Tuesday, May 6, 2008

Linux, Compiz and MATLAB

Recently, a new version of Ubuntu was released and, being an Ubuntu user, I installed this latest version. For some time now, I've not been able to run MATLAB with the fancy window graphics switched on without displaying an almost blank (grey) screen. That is until finding a helpful post on the Ubuntu Forums.

For those that don't know, the "fancy window graphics" within Ubuntu and, from what I gather, other distributions of Linux are produced by a component known as Compiz which is capable of producing many interesting effects such as water ripples, a desktop cube plus many more effects.

The reason why MATLAB displays a grey box when Compiz is enabled is down to the way Java attempts to interact with window managers. According to one post I read, the problem arises due to the Java toolkit code assuming that all window managers re-parent windows. If a window manager (such as Compiz, Compiz Fusion, etc.) is running, then the Java toolkit waits for new windows to be re-parented before it starts handling certain events on them. Since Compiz and other window managers do not re-parent windows, the Java-based applications end up waiting forever.
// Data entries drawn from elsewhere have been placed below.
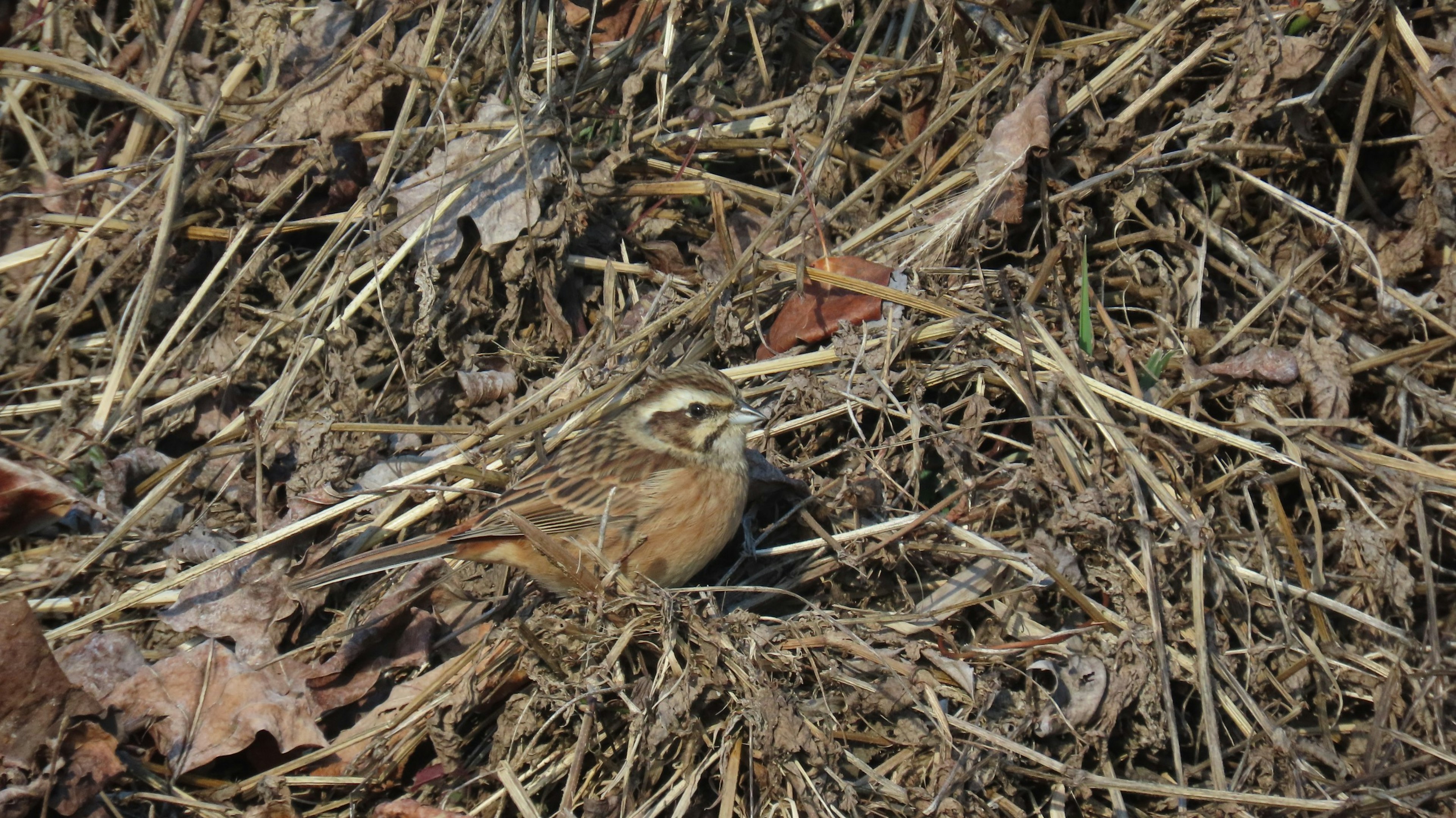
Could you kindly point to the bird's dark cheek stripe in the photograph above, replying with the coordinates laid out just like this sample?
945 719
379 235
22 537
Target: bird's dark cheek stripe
675 429
711 440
There was a time, a year or two ago, where the fix consisted of altering the Java source which was awfully messy and didn't work for every distribution of Linux. This time, there's a better workaround which doesn't involve the AWT_TOOLKIT patch (which I, personally, could never get working). This one is a simple and makes use of the latest version of Sun's Java (as Sun eventually got around to patching this problem). MATLAB, by default, is shipped with its own Java Virtual Machine (JVM) and so is independent of the version that exists (or doesn't exist) on your workstation. We therefore have to override this information by typing in the following within the Terminal:

export MATLAB_JAVA=/usr/lib/jvm/java-6-sun/jre/

This code simply exports the variable MATLAB_JAVA where it then exists for the lifespan of the Terminal window. Note that you should replace the path I've used to the latest Sun version of the Java Runtime suite.
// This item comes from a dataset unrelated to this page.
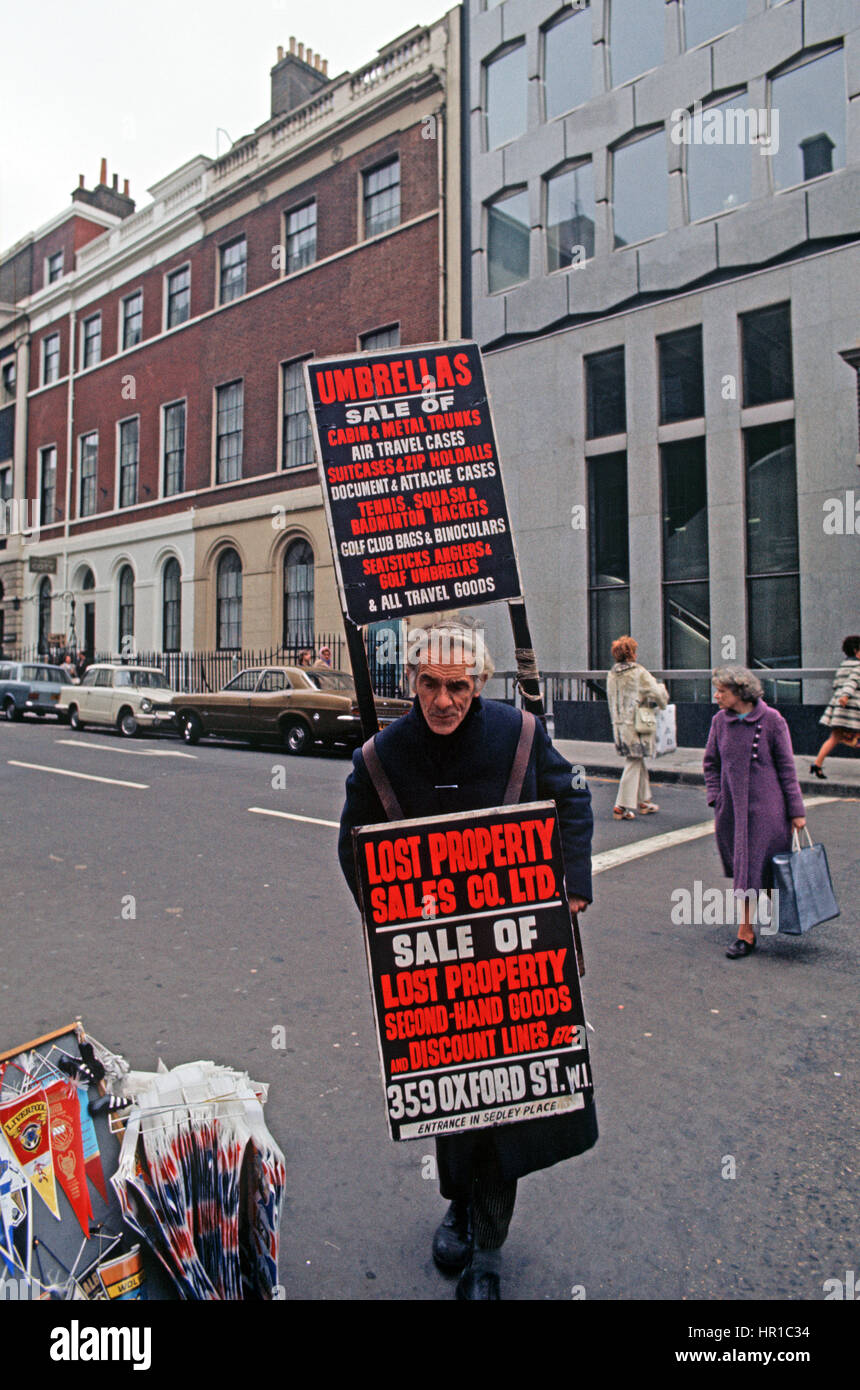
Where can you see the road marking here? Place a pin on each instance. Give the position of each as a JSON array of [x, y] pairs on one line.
[[285, 815], [63, 772], [612, 858], [118, 748]]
From here, one can type in matlab -desktop or, simply, matlab (I am the proud owner of a broken installation which requires me to enter the -desktop argument). Typing this in every time you want to open up MATLAB could be described as arduous, so the creation of a script file that could do this for you sounds quite enticing.
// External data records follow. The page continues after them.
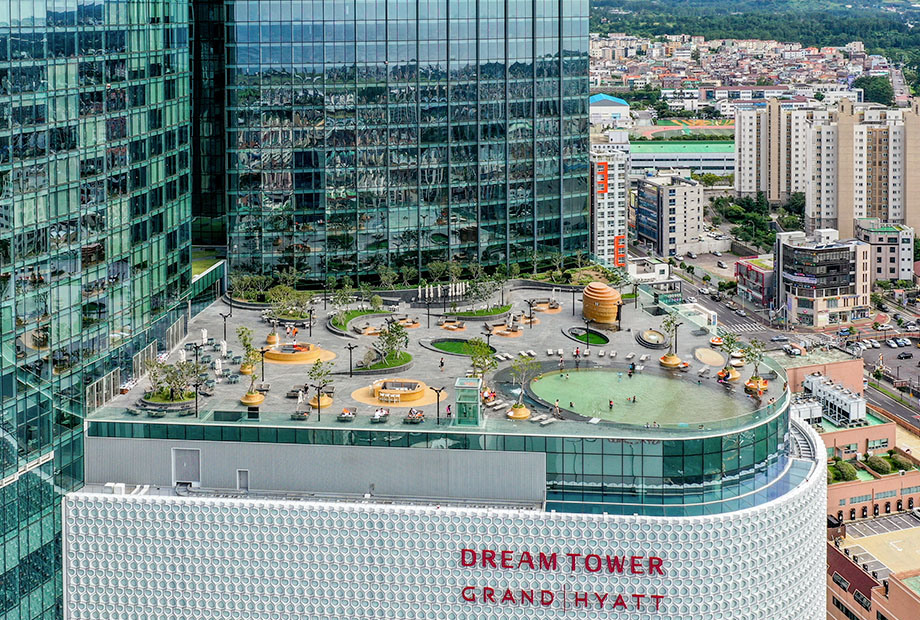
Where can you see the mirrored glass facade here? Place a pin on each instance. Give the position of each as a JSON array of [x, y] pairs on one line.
[[94, 245], [371, 132]]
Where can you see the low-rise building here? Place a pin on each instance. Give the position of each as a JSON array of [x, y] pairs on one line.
[[755, 279], [669, 213], [821, 280], [892, 248]]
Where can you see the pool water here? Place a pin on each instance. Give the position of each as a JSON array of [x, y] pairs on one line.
[[659, 398]]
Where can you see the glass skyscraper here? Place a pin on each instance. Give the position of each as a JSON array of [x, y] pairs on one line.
[[370, 132], [94, 246]]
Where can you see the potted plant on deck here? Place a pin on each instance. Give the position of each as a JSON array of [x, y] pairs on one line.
[[252, 397], [244, 334], [753, 354], [730, 344]]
If, like me, you enjoy creating random scripts that do numerous things (like connect via SSH with key authentication), you would probably have a folder where you store all your scripts. If not, it's not too early to start: create a new folder within your home folder by typing mkdir bin. If you're lucky, this should be added automatically to your $PATH variable for you (as it's defined within your .profile within your home directory. Next, type in cd bin where bin is the location to your script files. From the top of your head, think of a name to call MATLAB which will load everything for you; I'll pick matlabgo. Once you've decided, continue and replace matlabgo with the name of your choice. Type:

echo "export MATLAB_JAVA=/usr/lib/jvm/java-6-sun/jre/" > matlabgo

echo "matlab -desktop" >> matlabgo

chmod u+x matlabgo

So we've basically created the file (without use of any editor, mind you) and then changed the permissions of our link so that we can execute (and, hence, use) it. You should now be able to type in matlabgo into the Terminal and even link up shortcuts that use this script file.